US 11,917,384 B2
	Method of waking a device using spoken voice commands
David Thomas Roach, Plantation, FL (US); Jean-Marc Jot, Aptos, CA (US); and Jung-Suk Lee, Santa Clara, CA (US)
Assigned to Magic Leap, Inc., Plantation, FL (US)
Filed by Magic Leap, Inc., Plantation, FL (US)
Filed on Mar. 26, 2021, as Appl. No. 17/214,446.
Claims priority of provisional application 63/033,451, filed on Jun. 2, 2020.
Claims priority of provisional application 63/001,116, filed on Mar. 27, 2020.
Prior Publication US 2021/0306751 A1, Sep. 30, 2021
Int. Cl.

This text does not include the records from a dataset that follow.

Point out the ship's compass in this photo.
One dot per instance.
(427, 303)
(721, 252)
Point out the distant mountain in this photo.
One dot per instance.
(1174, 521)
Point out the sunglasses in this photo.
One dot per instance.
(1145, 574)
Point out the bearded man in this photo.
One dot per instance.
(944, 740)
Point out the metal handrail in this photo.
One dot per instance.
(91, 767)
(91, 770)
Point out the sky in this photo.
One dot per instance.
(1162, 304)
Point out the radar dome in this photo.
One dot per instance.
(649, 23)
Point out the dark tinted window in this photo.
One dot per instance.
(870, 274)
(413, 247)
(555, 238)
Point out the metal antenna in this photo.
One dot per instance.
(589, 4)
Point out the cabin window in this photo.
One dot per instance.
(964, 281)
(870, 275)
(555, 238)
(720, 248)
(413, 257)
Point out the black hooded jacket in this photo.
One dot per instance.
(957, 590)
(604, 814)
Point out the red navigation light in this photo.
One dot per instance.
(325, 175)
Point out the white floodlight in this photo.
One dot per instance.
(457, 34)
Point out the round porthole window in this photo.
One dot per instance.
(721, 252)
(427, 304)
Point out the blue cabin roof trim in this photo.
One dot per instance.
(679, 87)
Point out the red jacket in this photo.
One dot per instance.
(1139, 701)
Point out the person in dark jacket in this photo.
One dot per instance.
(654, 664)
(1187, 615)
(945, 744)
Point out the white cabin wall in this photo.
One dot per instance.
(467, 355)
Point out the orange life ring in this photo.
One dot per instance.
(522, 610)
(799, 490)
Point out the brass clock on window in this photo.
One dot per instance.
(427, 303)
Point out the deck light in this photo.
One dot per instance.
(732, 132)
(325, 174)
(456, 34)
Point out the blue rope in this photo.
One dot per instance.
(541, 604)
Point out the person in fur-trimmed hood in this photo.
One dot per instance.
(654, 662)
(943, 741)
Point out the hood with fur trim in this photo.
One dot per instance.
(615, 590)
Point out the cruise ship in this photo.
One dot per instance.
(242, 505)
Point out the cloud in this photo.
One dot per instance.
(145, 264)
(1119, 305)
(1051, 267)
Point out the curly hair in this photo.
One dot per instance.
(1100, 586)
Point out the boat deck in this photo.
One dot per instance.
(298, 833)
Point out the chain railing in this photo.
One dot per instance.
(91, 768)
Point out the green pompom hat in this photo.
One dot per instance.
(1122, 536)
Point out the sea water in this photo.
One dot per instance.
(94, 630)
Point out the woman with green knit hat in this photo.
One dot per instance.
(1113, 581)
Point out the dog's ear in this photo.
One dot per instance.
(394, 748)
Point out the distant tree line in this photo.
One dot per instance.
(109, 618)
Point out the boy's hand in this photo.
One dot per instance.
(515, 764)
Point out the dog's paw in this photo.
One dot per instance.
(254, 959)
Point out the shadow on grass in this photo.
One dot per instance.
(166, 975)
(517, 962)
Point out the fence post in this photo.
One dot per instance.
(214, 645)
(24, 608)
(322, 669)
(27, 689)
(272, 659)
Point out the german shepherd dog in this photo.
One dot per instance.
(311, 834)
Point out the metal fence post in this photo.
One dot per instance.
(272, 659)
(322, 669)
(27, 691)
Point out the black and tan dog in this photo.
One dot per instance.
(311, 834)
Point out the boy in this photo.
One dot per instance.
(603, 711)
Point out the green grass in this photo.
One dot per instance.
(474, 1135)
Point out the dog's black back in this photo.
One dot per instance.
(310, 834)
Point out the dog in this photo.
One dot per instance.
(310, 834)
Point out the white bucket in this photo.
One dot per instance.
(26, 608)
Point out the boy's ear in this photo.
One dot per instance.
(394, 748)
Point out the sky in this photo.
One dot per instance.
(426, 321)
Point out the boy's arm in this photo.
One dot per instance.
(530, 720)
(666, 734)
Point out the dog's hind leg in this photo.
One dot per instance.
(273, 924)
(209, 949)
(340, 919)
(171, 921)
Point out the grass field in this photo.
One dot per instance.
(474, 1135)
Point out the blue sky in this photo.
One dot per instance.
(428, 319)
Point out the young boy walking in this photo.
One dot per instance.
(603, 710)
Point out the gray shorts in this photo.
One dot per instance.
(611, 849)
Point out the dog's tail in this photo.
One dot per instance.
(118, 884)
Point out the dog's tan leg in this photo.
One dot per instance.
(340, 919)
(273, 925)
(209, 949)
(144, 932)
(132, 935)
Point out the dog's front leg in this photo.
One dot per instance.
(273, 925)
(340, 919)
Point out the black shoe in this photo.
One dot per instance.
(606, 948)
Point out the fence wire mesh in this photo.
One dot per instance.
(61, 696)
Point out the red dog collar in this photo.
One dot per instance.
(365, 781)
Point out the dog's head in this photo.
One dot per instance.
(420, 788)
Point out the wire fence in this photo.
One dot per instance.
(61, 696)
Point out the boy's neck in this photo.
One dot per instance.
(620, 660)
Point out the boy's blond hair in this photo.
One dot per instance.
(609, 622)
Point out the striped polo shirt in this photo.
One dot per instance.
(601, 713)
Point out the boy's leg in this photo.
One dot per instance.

H04R 3/00 (2006.01); G10L 15/08 (2006.01); H04R 5/04 (2006.01); H04R 5/033 (2006.01); G02B 27/01 (2006.01); H04R 3/04 (2006.01); G06T 19/00 (2011.01)

CPC H04R 5/04 (2013.01) [G02B 27/0172 (2013.01); G10L 15/08 (2013.01); H04R 3/005 (2013.01); H04R 3/04 (2013.01); H04R 5/033 (2013.01); G06T 19/006 (2013.01)]

21 Claims

1. A system comprising:

a first microphone;

a second microphone;

a head-wearable device configured to be worn by a user, the head-wearable device comprising a glasses frame comprising the first microphone and the second microphone; and

one or more processors configured to perform a method comprising:

receiving, via the first microphone, a first microphone output based on an audio signal, the audio signal provided by the user;

receiving, via the second microphone, a second microphone output based on the audio signal;

determining, via a first processor of the one or more processors, whether the audio signal comprises a voice onset event;

in accordance with a determination that the audio signal comprises the voice onset event:

waking a second processor of the one or more processors;

determining, via the second processor of the one or more processors, whether the audio signal comprises a predetermined trigger signal;

in accordance with a determination that the audio signal comprises the predetermined trigger signal:

waking a third processor of the one or more processors;

performing, via the third processor of the one or more processors, automatic speech recognition based on the audio signal; and

in accordance with a determination that the audio signal does not comprise the predetermined trigger signal:

forgoing waking the third processor of the one or more processors; and

in accordance with a determination that the audio signal does not comprise the voice onset event:

forgoing waking the second processor of the one or more processors, wherein:

the first microphone is disposed in a first region of the glasses frame;

the second microphone is disposed in a second region of the glasses frame;

the glasses frame further comprises a left eye portion comprising the first region;

the glasses frame further comprises a right eye portion comprising the second region;

the first region is configured to rest at a first height with respect to the user's mouth when the head-wearable device is worn by the user;

the second region is configured to rest at a second height with respect to the user's mouth when the head-wearable device is worn by the user, the second height different than the first height; and

said determining whether the audio signal comprises the voice onset event comprises:

determining a first probability of voice activity with respect to the audio signal based on the first microphone output,

determining a second probability of voice activity with respect to the audio signal, wherein determining the second probability of voice activity comprises performing beamforming based on the first microphone output and the second microphone output, and

determining a combined probability of voice activity based on the first probability of voice activity and further based on the second probability of voice activity.